Xarray for raster data (DEMs) with inconsistent spatial extent

JessicaS11 · August 31, 2020, 8:42pm

I’ve been spinning up a new project and have been trying to use xarray, but I’m remembering why I abandoned it years ago the first time I tried to use it. It’s not intuitive to teach yourself (e.g. a DataArray automatically has a variable included that’s not listed in the output, but a DataSet lists the variables by name, even if there’s only one), and the examples/resources are thin to nonexistent if your data don’t fit into nice, neat consistent grids (whether that’s because they have different spatial resolutions or different extents, projections aside here!). I’ve found a few docs/examples that mention reprojection (including rioxarray), but none actually provide much information on what’s happening/how.

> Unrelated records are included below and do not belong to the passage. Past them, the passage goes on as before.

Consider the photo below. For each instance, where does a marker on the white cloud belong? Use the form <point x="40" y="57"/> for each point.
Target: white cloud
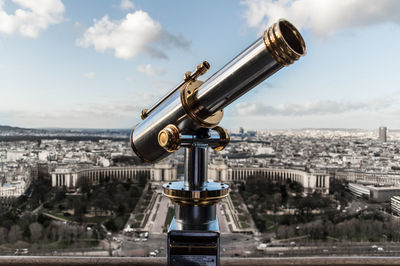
<point x="150" y="71"/>
<point x="89" y="75"/>
<point x="126" y="5"/>
<point x="31" y="17"/>
<point x="325" y="17"/>
<point x="136" y="33"/>
<point x="319" y="107"/>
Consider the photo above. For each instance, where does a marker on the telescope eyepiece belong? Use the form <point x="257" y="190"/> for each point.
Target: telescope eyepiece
<point x="284" y="42"/>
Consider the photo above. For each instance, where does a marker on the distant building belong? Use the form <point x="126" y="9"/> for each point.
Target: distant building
<point x="369" y="178"/>
<point x="13" y="189"/>
<point x="359" y="190"/>
<point x="382" y="134"/>
<point x="68" y="177"/>
<point x="395" y="205"/>
<point x="379" y="194"/>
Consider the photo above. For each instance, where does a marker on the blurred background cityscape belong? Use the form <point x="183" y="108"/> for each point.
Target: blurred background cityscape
<point x="296" y="192"/>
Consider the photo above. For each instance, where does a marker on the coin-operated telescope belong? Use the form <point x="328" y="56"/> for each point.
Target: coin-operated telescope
<point x="188" y="117"/>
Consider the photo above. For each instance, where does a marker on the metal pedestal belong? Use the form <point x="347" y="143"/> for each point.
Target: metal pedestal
<point x="193" y="236"/>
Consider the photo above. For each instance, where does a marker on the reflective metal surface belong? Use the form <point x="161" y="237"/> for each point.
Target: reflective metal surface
<point x="211" y="193"/>
<point x="196" y="166"/>
<point x="195" y="218"/>
<point x="282" y="44"/>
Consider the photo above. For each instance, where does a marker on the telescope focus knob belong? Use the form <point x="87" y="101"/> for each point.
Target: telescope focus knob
<point x="169" y="138"/>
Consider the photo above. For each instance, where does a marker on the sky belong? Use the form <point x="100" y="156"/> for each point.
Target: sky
<point x="98" y="63"/>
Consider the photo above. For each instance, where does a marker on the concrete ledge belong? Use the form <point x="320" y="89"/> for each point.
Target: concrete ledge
<point x="79" y="261"/>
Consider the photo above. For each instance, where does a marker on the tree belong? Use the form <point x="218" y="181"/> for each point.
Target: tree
<point x="3" y="234"/>
<point x="14" y="234"/>
<point x="36" y="230"/>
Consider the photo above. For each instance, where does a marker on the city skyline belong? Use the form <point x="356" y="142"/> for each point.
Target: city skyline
<point x="76" y="65"/>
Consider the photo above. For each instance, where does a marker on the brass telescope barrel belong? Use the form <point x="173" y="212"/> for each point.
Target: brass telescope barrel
<point x="196" y="104"/>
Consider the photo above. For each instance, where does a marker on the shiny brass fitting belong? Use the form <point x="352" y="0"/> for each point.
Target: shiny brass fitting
<point x="224" y="138"/>
<point x="144" y="114"/>
<point x="169" y="138"/>
<point x="284" y="42"/>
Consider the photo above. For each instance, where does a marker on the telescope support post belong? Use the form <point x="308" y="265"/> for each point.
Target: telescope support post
<point x="193" y="236"/>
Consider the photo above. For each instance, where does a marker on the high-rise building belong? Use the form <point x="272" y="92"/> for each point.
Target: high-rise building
<point x="382" y="134"/>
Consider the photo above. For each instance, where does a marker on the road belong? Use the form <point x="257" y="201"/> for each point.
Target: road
<point x="159" y="221"/>
<point x="223" y="225"/>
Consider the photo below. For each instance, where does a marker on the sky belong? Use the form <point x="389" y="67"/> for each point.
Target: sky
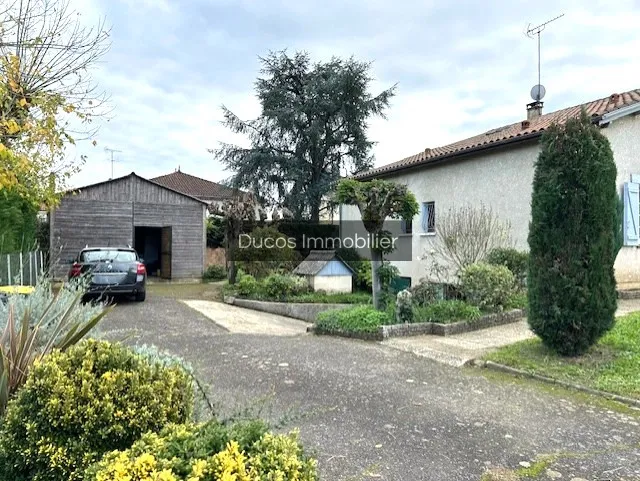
<point x="461" y="68"/>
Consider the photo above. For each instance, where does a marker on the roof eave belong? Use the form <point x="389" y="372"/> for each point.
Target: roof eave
<point x="452" y="156"/>
<point x="619" y="113"/>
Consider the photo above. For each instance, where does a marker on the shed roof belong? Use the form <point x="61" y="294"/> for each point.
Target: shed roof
<point x="195" y="186"/>
<point x="315" y="261"/>
<point x="133" y="174"/>
<point x="516" y="132"/>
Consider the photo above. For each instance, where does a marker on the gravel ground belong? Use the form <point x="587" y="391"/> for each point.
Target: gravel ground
<point x="369" y="411"/>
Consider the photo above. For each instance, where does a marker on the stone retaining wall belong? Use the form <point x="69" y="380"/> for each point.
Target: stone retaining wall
<point x="422" y="328"/>
<point x="303" y="311"/>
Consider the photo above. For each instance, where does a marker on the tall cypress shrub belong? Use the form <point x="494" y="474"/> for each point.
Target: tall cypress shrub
<point x="572" y="238"/>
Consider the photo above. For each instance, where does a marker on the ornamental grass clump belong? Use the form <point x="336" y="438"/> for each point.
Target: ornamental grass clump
<point x="80" y="404"/>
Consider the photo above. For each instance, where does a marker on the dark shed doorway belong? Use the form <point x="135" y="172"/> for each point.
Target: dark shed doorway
<point x="148" y="243"/>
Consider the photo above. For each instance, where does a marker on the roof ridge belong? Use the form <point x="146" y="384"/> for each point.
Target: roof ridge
<point x="519" y="130"/>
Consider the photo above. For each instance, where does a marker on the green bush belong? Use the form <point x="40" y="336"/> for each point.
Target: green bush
<point x="447" y="311"/>
<point x="574" y="208"/>
<point x="269" y="252"/>
<point x="353" y="319"/>
<point x="279" y="287"/>
<point x="516" y="261"/>
<point x="212" y="451"/>
<point x="247" y="286"/>
<point x="487" y="286"/>
<point x="215" y="273"/>
<point x="361" y="267"/>
<point x="80" y="404"/>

Ultimately, I’m hoping to read in and stack a series of DEMs (digital elevation models). Each one has, a priori, an unknown extent (by me - so the file or metadata would have to be read/created to determine it), and though they are all 2 m resolution, the pixel centerpoints don’t necessarily match. When I bring the geotiffs into xarray (xarray.open_rasterio('path/to/DEM')), they have x, y and band coordinates/dimensions. Ultimately, I was hoping to have an xarray with time, x, and y dimensions and then a few data variables (for now just elevation, ultimately a few calculation outputs based on those elevations). The clearest workflow I can envision is to bring each geotiff in, manually add the time coordinate/dimension (and value), remove the band coordinate/dimension, and add it to a framework dataset I’ve set up. The outstanding issues are:

This feels highly inefficient, to have to modify each dataarray so I can combine them
If I understand xarray correctly, I should be able to have x and y as coordinates/dimensions, but each time would have a unique set of x and y values, so x and y would depend on time. I’d have to impose this structure on each geotiff I import in order to combine multiple dataarrays
In order to have a single set of x and y values (rather than one for each time step), I will need to resample both my x and y grids AND the raster itself to match the unified grid. Will xarray or rioxarray handle this, and how do I tell it what to do (e.g. how I want the data resampled)?
What functions should I be using for these operations to make sure that I’m not making a meaningless dataset?
Should I even be using xarray in this way? It’d be easy enough to bring in each raster by itself, do some computations, and get the results. I’d ultimately like to have a stacked/compiled dataset, but this could be done independently from the processed DEMs later.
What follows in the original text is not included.